Prix de doctorat Blair-Spearman de la SMC
Org: Christopher Liaw (University of Toronto)
- CHRISTOPHER LIAW, Google
Optimal anytime regret with two experts [PDF]
-
A fundamental problem in online learning is the problem of prediction with expert advice. The problem can be cast as a game with an algorithm, an adversary, and $n$ experts, where at each time step $t$, the algorithm chooses a probability vector $p_t$ over the $n$ experts, the adversary chooses a cost vector $c_t$ over the $n$ experts, and the algorithm incurs a cost equal to the inner product between $c_t$ and $p_t$. The goal is to minimize the regret: the algorithm's total cost minus the cost of the single best expert in hindsight. If the time horizon for the game is known in advance, optimal algorithms are known when there are exactly two, three, or four experts and asymptotically if the number of experts is large. In the anytime setting (where the game is played indefinitely), no optimal algorithm was previously known.

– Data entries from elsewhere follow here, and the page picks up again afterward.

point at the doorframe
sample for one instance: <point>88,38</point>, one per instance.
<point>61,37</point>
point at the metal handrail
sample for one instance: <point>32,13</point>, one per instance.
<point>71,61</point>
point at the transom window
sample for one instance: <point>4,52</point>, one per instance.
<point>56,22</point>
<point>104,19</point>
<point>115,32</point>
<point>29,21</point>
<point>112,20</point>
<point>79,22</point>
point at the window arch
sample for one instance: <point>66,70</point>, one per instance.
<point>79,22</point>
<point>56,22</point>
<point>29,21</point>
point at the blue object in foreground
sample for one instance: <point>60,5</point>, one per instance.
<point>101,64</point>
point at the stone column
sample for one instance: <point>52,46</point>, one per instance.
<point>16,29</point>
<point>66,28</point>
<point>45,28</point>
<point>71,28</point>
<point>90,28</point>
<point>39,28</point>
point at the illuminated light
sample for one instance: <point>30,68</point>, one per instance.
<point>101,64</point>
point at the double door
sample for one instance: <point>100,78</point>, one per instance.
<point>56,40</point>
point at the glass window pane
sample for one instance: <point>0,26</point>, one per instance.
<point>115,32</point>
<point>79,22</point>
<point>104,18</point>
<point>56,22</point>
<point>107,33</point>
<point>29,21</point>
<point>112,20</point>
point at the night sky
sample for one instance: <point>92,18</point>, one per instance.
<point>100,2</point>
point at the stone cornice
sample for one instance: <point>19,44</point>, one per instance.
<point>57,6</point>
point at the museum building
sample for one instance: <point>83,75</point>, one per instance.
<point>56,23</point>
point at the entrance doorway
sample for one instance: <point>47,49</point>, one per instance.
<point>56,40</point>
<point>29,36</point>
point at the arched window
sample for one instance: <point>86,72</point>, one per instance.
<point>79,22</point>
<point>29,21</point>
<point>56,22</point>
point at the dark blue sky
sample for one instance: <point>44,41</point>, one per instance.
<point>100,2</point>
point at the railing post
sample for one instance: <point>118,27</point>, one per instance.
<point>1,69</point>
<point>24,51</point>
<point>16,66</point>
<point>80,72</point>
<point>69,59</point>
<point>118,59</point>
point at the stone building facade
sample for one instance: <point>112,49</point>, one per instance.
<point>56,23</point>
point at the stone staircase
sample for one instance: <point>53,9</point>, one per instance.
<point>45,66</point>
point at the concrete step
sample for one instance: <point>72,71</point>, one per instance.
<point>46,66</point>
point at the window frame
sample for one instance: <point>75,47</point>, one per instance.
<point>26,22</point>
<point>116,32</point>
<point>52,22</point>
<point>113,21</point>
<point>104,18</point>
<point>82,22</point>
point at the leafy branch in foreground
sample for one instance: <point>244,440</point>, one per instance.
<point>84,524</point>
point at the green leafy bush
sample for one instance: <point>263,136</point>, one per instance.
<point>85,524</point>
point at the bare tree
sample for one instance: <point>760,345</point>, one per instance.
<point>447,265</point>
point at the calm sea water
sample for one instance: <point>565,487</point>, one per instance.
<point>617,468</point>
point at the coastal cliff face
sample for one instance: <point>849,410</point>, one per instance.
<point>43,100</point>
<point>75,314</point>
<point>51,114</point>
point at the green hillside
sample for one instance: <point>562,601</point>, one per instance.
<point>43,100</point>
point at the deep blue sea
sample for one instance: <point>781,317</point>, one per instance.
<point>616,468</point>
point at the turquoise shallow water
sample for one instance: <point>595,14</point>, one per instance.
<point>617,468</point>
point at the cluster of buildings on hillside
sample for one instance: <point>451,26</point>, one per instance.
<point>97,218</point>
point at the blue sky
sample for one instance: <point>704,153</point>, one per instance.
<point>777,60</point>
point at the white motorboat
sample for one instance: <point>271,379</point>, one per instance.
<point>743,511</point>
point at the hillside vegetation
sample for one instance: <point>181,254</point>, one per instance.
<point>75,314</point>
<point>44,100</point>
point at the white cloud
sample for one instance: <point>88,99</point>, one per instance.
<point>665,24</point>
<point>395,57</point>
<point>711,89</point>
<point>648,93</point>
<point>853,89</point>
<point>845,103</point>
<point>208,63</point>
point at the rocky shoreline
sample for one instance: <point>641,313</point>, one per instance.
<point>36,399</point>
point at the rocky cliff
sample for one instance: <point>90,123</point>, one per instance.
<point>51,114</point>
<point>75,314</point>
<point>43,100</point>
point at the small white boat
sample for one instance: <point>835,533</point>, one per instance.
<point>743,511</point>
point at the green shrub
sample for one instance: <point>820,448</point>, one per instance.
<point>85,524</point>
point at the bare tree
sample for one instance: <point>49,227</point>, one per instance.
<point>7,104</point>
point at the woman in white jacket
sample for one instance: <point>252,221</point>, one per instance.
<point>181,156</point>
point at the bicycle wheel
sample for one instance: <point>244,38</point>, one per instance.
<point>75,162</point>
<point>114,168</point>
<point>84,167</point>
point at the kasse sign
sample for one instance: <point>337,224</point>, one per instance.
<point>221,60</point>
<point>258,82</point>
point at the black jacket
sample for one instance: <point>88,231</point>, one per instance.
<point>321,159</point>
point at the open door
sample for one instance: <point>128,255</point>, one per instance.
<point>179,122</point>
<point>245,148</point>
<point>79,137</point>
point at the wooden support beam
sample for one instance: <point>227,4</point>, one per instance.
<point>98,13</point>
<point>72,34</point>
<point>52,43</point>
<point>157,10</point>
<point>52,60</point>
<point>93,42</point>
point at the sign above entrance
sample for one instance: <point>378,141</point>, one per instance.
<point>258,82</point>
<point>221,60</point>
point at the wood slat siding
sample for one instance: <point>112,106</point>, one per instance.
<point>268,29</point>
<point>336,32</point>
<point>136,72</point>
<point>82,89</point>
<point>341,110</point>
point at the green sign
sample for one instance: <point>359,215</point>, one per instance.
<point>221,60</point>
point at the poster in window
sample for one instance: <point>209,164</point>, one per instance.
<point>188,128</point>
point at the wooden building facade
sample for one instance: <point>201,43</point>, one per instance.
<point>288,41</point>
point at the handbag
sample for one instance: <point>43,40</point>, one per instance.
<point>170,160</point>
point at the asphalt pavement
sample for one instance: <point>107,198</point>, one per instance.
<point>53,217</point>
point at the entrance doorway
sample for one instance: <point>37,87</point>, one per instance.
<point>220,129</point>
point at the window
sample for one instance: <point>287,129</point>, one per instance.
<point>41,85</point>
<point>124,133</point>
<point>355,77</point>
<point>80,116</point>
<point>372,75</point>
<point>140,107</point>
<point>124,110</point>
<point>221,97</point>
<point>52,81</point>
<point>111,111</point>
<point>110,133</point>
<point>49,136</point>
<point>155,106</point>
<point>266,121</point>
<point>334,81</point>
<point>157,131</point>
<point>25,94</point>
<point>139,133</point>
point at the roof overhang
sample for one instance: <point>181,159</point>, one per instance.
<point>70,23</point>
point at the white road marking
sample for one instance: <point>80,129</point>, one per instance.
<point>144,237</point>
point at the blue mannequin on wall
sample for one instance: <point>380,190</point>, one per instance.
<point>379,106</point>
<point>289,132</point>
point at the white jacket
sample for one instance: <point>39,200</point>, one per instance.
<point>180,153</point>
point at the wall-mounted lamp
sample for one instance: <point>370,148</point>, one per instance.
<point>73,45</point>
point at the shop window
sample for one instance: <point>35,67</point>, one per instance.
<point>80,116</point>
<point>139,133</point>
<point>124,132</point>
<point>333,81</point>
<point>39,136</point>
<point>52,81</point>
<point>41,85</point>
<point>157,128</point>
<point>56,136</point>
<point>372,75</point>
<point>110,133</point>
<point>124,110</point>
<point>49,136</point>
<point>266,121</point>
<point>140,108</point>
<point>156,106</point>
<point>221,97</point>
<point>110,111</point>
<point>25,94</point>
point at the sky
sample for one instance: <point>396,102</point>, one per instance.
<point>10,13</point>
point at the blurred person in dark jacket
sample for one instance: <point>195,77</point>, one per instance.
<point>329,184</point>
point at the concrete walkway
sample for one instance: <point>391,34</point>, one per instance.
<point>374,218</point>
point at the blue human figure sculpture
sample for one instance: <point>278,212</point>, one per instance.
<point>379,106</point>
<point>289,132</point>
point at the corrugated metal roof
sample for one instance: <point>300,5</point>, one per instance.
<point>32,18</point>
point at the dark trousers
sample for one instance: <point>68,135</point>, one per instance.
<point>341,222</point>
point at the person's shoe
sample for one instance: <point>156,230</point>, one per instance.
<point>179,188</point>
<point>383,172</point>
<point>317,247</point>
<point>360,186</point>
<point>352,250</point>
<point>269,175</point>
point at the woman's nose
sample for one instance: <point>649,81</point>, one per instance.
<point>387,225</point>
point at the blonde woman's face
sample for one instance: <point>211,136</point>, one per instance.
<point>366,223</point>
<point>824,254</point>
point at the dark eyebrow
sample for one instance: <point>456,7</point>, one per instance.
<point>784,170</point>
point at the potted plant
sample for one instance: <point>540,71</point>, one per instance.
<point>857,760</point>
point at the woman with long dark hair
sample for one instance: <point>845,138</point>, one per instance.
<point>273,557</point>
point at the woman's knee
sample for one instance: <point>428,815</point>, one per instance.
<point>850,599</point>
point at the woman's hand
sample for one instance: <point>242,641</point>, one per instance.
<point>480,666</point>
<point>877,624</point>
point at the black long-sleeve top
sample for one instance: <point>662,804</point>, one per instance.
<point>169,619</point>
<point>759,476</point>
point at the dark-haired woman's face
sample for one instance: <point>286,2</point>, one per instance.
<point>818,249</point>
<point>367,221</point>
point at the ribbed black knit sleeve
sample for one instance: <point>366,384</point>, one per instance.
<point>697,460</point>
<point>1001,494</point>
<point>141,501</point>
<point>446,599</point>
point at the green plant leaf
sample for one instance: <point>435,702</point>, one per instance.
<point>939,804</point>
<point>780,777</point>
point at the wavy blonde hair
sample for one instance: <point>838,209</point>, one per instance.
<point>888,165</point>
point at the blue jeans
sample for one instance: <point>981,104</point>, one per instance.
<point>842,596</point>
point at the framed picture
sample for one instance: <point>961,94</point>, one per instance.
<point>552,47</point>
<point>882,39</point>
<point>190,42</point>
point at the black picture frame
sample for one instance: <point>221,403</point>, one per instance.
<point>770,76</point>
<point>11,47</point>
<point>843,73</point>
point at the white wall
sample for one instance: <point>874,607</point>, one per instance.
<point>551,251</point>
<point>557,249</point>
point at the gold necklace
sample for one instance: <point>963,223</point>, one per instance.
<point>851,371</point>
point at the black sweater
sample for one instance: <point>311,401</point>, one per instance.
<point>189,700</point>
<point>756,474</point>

In this talk, I will talk about the first minimax optimal algorithm for minimizing regret in the anytime setting. This talk will consider the case of two experts, and prove that the optimal regret is $\gamma\sqrt{t} / 2$ at all time steps $t$, where $\gamma \approx 1.30693$ is a natural constant that arose 35 years ago in studying fundamental properties of Brownian motion. The algorithm is designed by considering a continuous analogue of the regret problem, which is solved using ideas from stochastic calculus.
This talk is based on joint work with Nick Harvey, Ed Perkins, and Sikander Randhawa.